Security Best Practices Checklist

At Skyflow, we go above and beyond industry security requirements to ensure that your data is secure. Here is a checklist of our security best practices that you can use for your implementation.

  • IAM
    • Differentiate between user and applications accounts.
    • Ensure your service accounts and user permissions follow the principle of least privilege. In other words, give the lowest privileges possible so that access is granted only for necessary permissions.
    • Define personas and proper unique users and service accounts for usages.
    • Separate accounts for administration vs application runtime.
    • API keys don’t expire. In some instances, this is a convenience in terms of usability.

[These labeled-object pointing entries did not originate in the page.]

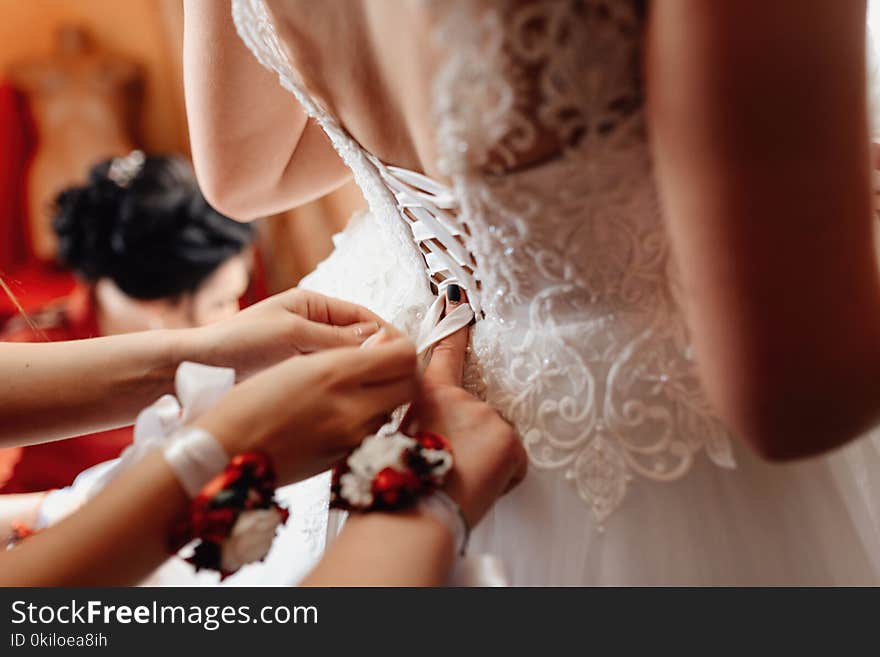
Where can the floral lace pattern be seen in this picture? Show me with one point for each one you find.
(541, 129)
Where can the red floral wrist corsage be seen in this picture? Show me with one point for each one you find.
(390, 472)
(234, 517)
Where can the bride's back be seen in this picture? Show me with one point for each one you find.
(534, 113)
(387, 71)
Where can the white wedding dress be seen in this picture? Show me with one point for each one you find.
(579, 340)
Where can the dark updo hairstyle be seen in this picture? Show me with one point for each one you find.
(155, 235)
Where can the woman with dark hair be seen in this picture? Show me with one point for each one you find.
(151, 253)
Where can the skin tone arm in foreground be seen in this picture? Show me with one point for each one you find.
(763, 160)
(342, 394)
(61, 389)
(297, 162)
(761, 154)
(489, 460)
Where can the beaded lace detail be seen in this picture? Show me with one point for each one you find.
(540, 127)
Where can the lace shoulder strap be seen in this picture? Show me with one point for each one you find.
(256, 28)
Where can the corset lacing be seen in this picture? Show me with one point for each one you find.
(428, 208)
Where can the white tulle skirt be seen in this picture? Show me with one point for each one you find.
(812, 523)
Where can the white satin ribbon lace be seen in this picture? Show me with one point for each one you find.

However, the onus is on you and your partners or customers to protect the API key and monitor its usage securely.
    • For service accounts, set a reminder for the one-year credential expiration.
    • Secure service account credentials by storing them in designated secret stores with built-in security, and securely pass info to runtime applications (for example, by using environment variables).
  • Governance
    • Define proper governance policies for different functional roles and applications.
    • Create new custom roles as needed to specify exactly who gets which privileges.
    • Rotate service account keys before their expiration date.
  • Tokens
    • Secure your data tokens as if they were sensitive security data. In other words, allow only authenticated users, and use proper access control to restrict who can see which tokens on a need-to-know basis only.
    • If possible, use UUID4 format tokens to allow for maximum entropy. This is the Skyflow out-of-the-box option.
  • Integration
    • Use content security policy directives to secure content in SDK iframes.
  • Monitoring
    • Integrate the Skyflow Audit Log API into your SIEM to analyze and detect abuses or anomaly behavior.
  • Network
    • Provide network IPs of API clients or setup AWS PrivateLink, where applicable, to further restrict and secure data traffic.